YELLOW SPRINGS – The Little Art Theatre is calling on the town’s native sons and daughters who have moved on to great things – calling them home to share their stories of growing up in the Village of Yellow Springs and moving on to success in the world.
Who better to share their story, and kick off this new series, than a N.Y. Times Bestselling author who grew up in this small, close-knit, community rich with culture?
The theatre’s “Homecoming Series” is a new way of fundraising – the brainchild of Executive Director Jenny Cowperthwaite, who said she wanted to try something different than the typical auction and dinner-style fundraising events.
As part of a visit home that included stops at Mills Park Schools, N.Y. Times Bestselling Author Chris Tebbetts kicked off the series this past weekend, speaking at the theatre before a showing of the film based off his best-selling book series, co-authored with James Patterson – “Middle School: The Worst Years of My Life.”
“Chris is an inspiration,” Cowperthwaite said. “So many of our natives have gone on to great success. We have amazing community spirit here. I just think it would be neat to see how these people are doing now.”
Made possible by a $2,500 grant from the Yellow Springs Community Foundation, it’s the aim of the Little Art Theatre to host two of these events each year.
“I have a palpable pride being from Yellow Springs,” Tebbetts told a theatre full of people March 9. “This is a place where things happen that don’t happen elsewhere.”
After being introduced, Tebbetts kicked off his presentation slideshow with a joke:
“The human brain starts working the moment you are born and never stops until you stand up to speak in public.”
“Good writing is as specific as possible,” Tebbetts said. “And it bridges the reader to a greater idea.”
Tebbetts talked about his early experiences in town, starting with the library, and all the events here that shaped his life as a now successful writer living in a small community in Vermont.
“We learn empathy through story,” he said. “The sharing of the human experience.”
He touched on topics like race and gender, and how growing up in Yellow Springs, these things didn’t matter because the community was generally “open minded.”

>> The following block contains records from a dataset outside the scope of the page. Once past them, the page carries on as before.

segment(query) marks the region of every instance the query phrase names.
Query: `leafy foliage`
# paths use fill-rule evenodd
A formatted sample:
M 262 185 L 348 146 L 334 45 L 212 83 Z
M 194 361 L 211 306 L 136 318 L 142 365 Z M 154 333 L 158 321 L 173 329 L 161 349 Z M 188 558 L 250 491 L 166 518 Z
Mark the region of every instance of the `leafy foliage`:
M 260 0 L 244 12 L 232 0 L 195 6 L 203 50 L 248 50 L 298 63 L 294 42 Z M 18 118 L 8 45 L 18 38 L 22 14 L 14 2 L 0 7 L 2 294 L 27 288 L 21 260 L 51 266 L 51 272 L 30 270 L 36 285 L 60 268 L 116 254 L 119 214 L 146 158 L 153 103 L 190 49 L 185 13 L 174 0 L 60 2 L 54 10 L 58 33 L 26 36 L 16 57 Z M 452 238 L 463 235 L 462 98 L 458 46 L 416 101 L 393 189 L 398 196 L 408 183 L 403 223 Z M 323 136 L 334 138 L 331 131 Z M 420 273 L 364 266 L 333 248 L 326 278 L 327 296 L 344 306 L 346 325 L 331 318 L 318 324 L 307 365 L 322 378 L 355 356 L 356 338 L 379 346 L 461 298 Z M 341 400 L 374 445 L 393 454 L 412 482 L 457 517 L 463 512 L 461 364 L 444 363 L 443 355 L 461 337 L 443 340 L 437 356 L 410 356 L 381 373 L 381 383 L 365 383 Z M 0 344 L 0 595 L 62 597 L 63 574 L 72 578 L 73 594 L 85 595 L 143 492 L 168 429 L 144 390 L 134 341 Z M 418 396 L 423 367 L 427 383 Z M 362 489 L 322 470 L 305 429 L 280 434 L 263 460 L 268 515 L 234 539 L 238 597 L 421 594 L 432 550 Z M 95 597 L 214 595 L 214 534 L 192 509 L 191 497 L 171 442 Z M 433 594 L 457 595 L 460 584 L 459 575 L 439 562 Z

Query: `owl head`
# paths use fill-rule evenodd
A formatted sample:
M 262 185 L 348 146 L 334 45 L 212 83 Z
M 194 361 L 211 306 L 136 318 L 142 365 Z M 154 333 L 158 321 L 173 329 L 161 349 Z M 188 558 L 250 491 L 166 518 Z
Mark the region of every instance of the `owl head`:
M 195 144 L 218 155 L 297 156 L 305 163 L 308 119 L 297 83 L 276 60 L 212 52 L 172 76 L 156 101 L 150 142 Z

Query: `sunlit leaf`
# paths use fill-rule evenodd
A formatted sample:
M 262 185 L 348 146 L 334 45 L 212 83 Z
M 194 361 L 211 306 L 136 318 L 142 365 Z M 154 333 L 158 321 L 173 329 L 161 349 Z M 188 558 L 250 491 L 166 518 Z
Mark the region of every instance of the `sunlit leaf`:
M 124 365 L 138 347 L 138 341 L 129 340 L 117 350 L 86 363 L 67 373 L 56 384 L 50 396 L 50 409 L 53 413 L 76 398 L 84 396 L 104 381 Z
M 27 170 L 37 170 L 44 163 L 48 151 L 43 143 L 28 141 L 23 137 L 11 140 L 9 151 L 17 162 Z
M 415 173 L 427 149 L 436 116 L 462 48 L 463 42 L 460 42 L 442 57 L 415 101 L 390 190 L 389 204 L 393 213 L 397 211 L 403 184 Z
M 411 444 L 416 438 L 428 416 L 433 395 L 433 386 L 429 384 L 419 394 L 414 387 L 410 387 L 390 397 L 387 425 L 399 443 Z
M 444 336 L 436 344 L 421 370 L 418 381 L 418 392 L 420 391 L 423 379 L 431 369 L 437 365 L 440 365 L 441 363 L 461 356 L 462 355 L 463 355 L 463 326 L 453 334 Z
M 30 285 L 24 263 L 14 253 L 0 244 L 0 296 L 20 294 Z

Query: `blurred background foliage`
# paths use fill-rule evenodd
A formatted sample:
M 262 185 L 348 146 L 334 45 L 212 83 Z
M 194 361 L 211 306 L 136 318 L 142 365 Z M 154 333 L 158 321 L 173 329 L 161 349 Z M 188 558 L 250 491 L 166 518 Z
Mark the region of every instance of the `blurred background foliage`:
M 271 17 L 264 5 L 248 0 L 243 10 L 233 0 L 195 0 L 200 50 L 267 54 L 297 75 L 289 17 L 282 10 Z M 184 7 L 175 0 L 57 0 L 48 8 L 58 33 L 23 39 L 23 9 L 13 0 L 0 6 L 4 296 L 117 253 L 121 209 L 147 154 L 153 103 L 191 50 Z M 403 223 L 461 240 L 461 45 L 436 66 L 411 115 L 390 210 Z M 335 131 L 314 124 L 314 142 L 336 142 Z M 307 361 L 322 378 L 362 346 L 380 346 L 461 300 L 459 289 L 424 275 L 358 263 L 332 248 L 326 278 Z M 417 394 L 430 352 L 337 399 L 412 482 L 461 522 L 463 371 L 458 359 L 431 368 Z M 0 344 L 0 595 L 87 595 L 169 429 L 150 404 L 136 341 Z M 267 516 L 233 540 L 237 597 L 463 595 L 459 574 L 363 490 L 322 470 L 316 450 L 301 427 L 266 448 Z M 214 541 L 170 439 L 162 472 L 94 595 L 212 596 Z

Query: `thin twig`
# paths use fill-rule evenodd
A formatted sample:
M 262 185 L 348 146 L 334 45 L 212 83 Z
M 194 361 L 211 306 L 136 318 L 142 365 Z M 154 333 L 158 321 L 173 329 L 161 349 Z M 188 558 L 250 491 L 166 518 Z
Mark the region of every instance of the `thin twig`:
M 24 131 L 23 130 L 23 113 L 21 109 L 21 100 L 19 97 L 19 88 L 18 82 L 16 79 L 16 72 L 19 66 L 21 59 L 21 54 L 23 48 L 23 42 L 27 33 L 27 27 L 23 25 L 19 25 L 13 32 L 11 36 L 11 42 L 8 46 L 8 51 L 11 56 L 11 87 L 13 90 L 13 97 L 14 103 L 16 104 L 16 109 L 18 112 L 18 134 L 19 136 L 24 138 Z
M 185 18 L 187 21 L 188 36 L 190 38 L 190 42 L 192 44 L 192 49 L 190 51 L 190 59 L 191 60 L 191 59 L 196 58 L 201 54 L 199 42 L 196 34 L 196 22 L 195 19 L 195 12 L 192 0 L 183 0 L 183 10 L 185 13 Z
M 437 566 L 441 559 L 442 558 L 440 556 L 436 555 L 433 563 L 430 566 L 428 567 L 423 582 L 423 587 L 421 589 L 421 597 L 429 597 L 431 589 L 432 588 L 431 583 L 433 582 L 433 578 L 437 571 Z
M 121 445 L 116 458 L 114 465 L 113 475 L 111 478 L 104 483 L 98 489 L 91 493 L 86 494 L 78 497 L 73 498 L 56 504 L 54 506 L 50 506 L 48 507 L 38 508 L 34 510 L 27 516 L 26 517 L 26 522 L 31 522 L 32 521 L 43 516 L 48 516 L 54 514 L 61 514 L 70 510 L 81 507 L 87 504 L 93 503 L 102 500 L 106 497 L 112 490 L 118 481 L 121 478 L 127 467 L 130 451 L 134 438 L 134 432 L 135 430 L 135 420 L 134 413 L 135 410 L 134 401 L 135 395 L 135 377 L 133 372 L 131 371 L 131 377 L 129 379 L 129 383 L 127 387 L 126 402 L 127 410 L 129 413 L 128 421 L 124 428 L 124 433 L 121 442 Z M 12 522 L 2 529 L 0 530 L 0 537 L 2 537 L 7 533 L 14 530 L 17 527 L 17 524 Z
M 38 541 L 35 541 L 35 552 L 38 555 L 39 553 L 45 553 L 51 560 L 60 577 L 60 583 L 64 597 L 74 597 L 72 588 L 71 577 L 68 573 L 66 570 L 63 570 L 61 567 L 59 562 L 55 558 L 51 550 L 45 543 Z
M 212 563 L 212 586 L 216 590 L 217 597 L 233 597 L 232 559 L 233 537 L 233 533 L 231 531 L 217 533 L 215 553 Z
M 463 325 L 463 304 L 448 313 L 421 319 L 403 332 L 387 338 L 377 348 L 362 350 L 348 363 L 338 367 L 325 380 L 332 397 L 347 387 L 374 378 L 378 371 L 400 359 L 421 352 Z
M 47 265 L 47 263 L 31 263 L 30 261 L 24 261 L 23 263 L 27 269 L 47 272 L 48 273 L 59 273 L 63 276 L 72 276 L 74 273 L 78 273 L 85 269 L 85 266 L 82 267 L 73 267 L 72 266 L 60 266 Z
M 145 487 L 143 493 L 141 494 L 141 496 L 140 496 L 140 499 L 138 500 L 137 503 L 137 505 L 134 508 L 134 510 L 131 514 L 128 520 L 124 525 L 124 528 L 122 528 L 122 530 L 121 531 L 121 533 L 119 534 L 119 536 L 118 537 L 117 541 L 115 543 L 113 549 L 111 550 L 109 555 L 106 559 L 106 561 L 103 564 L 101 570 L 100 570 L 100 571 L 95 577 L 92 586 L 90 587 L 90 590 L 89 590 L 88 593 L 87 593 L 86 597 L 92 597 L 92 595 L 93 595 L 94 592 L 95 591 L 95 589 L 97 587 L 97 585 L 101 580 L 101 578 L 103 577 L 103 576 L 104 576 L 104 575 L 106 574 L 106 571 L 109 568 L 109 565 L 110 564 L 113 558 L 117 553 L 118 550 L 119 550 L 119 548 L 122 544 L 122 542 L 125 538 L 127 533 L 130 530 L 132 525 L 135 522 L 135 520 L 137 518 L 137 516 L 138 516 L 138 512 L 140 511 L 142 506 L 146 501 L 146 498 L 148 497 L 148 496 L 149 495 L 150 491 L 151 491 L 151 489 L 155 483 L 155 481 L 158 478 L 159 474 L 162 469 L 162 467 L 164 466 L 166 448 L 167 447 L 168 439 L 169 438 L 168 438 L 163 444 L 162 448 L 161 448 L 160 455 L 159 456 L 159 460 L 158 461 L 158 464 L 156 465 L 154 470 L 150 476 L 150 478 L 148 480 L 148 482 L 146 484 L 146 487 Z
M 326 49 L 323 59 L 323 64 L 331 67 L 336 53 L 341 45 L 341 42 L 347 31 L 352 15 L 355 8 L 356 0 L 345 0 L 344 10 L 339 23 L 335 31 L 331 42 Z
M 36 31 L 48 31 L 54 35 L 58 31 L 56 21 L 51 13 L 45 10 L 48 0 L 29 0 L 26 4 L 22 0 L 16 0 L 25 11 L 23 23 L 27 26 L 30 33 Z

He talked about his experiences at the very theatre where he spoke, and the films and literature that shaped his point of view – Harold and Maude, Agatha Christi and Ebony Magazine.
“Any creative pursuit is inherently bound in optimism,” he said. “Yellow Springs put it in the water – put it in the air … You had to be here, grow up here, to understand. Just giving this talk has given me a resurgent gratitude.”
A 1982 graduate, Tebbetts said he found the world outside of Yellow Springs to be highly competitive.
“No one was stepping over me to put me in their films,” he said, explaining that he went from Northwestern University to New York City. “My pro film career lasted two days – two days standing in the rain in New York telling people they ‘can’t park here.’”
Getting a break as a writer, he said, took a great deal of work over the course of many years.
“Woody Allen once said that 90 percent of success is showing up,” Tebbetts said. “For me, it was showing up over and over again to finally be in the right place at the right time.”
The author then charted how his fateful meeting of one person, eventually linked him to an agent and an editor and a job writing a new middle school adventure series.
“They told me James Patterson was looking for a co-author,” he said. “Co-authoring found me through a series coincidences. None of it would’ve ever happened if I hadn’t been persistent and lucky … The harder I work, the luckier I am.”
Still, he said, coming home was important to him.
“I have a deep abiding love for Yellow Springs – as so many people who live here do,” he said. “I’ve had definite fantasies of buying real estate here.”